This is the Doc2Vec try, which is unsuccessful.


In [1]:
import numpy as np
import sklearn
import matplotlib.pyplot as plt
import seaborn as sns;sns.set()
from sklearn.feature_extraction.text import TfidfVectorizer
file = open('十万个为什么raw.txt', 'r')
answers = []
answer = []
questions = []
flag = 0
for line in file.readlines()[1:]:
    if flag == 1:
        flag = 0
    elif line.startswith('<h2>'):
        questions.append(line)
        if answer:
            answers.append(answer)
        answer = []
    elif len(line) == 1:
        flag = 1
    else:
        answer.append(line)
answers.append(answer)
answers = [''.join(ans) for ans in answers]
import jieba
questions = [' '.join(jieba.cut(question)) for question in questions]
answers = [' '.join(jieba.cut(answer)) for answer in answers]

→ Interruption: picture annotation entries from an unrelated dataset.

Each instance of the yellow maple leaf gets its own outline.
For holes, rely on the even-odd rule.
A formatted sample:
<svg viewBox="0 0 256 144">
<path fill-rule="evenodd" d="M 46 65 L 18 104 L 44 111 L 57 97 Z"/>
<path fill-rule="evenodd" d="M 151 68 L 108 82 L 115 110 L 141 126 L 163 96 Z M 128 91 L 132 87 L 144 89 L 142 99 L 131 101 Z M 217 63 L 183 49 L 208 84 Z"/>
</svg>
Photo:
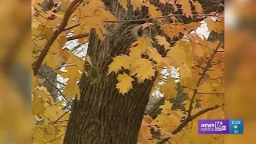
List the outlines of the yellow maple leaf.
<svg viewBox="0 0 256 144">
<path fill-rule="evenodd" d="M 161 45 L 161 46 L 163 46 L 166 50 L 170 49 L 170 45 L 166 41 L 166 37 L 162 37 L 162 36 L 158 35 L 155 38 L 157 38 L 157 40 L 158 42 L 158 44 Z"/>
<path fill-rule="evenodd" d="M 60 50 L 58 54 L 65 61 L 67 61 L 70 58 L 69 49 L 67 48 Z"/>
<path fill-rule="evenodd" d="M 152 40 L 148 37 L 141 37 L 132 43 L 129 49 L 130 58 L 141 58 L 142 54 L 144 54 L 148 47 L 153 47 Z"/>
<path fill-rule="evenodd" d="M 169 101 L 166 100 L 165 104 L 161 106 L 162 109 L 162 114 L 156 118 L 158 125 L 161 126 L 161 133 L 162 134 L 170 134 L 180 124 L 180 117 L 177 116 L 174 110 L 171 110 L 172 105 Z M 183 114 L 184 115 L 184 114 Z"/>
<path fill-rule="evenodd" d="M 44 62 L 52 69 L 57 69 L 62 64 L 63 58 L 58 54 L 48 54 Z"/>
<path fill-rule="evenodd" d="M 70 58 L 66 61 L 66 64 L 74 64 L 81 71 L 84 70 L 85 61 L 76 56 L 74 53 L 69 52 Z"/>
<path fill-rule="evenodd" d="M 190 0 L 180 0 L 178 4 L 182 5 L 182 9 L 186 18 L 193 17 L 192 10 L 190 3 Z"/>
<path fill-rule="evenodd" d="M 70 78 L 66 86 L 64 88 L 63 94 L 66 94 L 68 98 L 72 98 L 72 96 L 78 96 L 78 100 L 80 99 L 80 90 L 77 83 L 77 78 Z"/>
<path fill-rule="evenodd" d="M 92 63 L 92 62 L 91 62 L 90 57 L 89 55 L 86 55 L 86 60 L 88 62 L 88 63 L 89 63 L 90 66 L 93 66 L 93 63 Z"/>
<path fill-rule="evenodd" d="M 138 143 L 148 143 L 153 139 L 149 124 L 143 119 L 138 136 Z"/>
<path fill-rule="evenodd" d="M 175 24 L 163 24 L 161 25 L 162 30 L 167 34 L 168 37 L 173 38 L 174 37 L 178 37 L 179 33 L 184 33 L 184 26 L 182 23 Z"/>
<path fill-rule="evenodd" d="M 151 80 L 156 71 L 153 69 L 152 62 L 144 58 L 137 58 L 136 62 L 131 63 L 130 67 L 130 74 L 135 75 L 137 74 L 138 82 L 142 82 L 145 79 Z"/>
<path fill-rule="evenodd" d="M 165 98 L 170 100 L 172 98 L 175 98 L 177 92 L 177 84 L 174 82 L 172 78 L 167 78 L 166 82 L 160 86 L 160 91 L 165 94 Z"/>
<path fill-rule="evenodd" d="M 34 144 L 44 143 L 44 129 L 39 126 L 36 126 L 32 130 L 32 142 Z"/>
<path fill-rule="evenodd" d="M 126 74 L 118 74 L 118 80 L 119 82 L 117 83 L 116 86 L 122 94 L 127 93 L 133 87 L 131 82 L 134 79 Z"/>
<path fill-rule="evenodd" d="M 41 98 L 34 98 L 32 102 L 32 111 L 34 115 L 43 114 L 45 107 L 43 106 L 43 100 Z"/>
<path fill-rule="evenodd" d="M 206 22 L 209 30 L 214 30 L 218 33 L 224 30 L 224 20 L 222 20 L 221 22 L 214 22 L 210 18 L 208 18 Z"/>
<path fill-rule="evenodd" d="M 198 12 L 199 14 L 203 14 L 203 9 L 202 7 L 202 5 L 198 2 L 194 2 L 194 6 L 195 6 L 195 11 Z"/>
</svg>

Building prefix dict from the default dictionary ...
Loading model from cache /var/folders/kg/s1qv_rwj7g391rxlk1lbsx6r0000gn/T/jieba.cache
Loading model cost 1.033 seconds.
Prefix dict has been built succesfully.

In [2]:
import gensim
answers_corpus = [gensim.models.doc2vec.TaggedDocument(answer.split(), [i]) for i,answer in enumerate(answers)]
questions_corpus = [gensim.models.doc2vec.TaggedDocument(question.split(), [i]) for i,question in enumerate(questions)]
train_corpus = answers_corpus + questions_corpus

In [3]:
# model = gensim.models.Doc2Vec(documents=answers_corpus,
#                              size=3000,
#                              max_vocab_size=None,
#                              iter=100,
#                              )
model = gensim.models.doc2vec.Doc2Vec(size=200, min_count=3, iter=55)
model.build_vocab(train_corpus)
model.train(train_corpus, total_examples=model.corpus_count, epochs=model.iter)


Out[3]:
7670488

In [4]:
questions_vec = np.asarray([model.infer_vector(question.split()) for question in questions])
answers_vec = np.asarray([model.infer_vector(answer.split()) for answer in answers])

In [5]:
from sklearn.neighbors import KNeighborsClassifier
X = answers_vec
y = np.linspace(0, X.shape[0]-1, X.shape[0], dtype=np.int32)
model = KNeighborsClassifier(n_neighbors=1)
model.fit(X, y)
Xtest = questions_vec
ytest = y
# np.argmax(np.matmul(Xtest[7], X.T))
model.score(Xtest, ytest)


Out[5]:
0.0013175230566534915

In [6]:
import matplotlib.pyplot as plt
import seaborn as sns; sns.set()
from sklearn.decomposition import PCA

In [7]:
pca = PCA(n_components=2)
pca.fit(X + Xtest)
Xp = pca.transform(X)
Xtestp = pca.transform(Xtest)
plt.scatter(Xp[:,0], Xp[:,1], color='red', s=3, alpha=0.5)
plt.scatter(Xtestp[:,0], Xtestp[:,1], color='blue',s=3, alpha=0.5)
plt.show()



In [8]:
multi = np.sum(X) / np.sum(Xtest)
Xtest = Xtest * multi
model.score(Xtest, ytest)


Out[8]:
0.010540184453227932

In [9]:
pca = PCA(n_components=2)
pca.fit(X + Xtest)
Xp = pca.transform(X)
Xtestp = pca.transform(Xtest)
plt.scatter(Xp[:,0], Xp[:,1], color='red', s=3, alpha=0.5)
plt.scatter(Xtestp[:,0], Xtestp[:,1], color='blue',s=3, alpha=0.5)
plt.show()



In [ ]: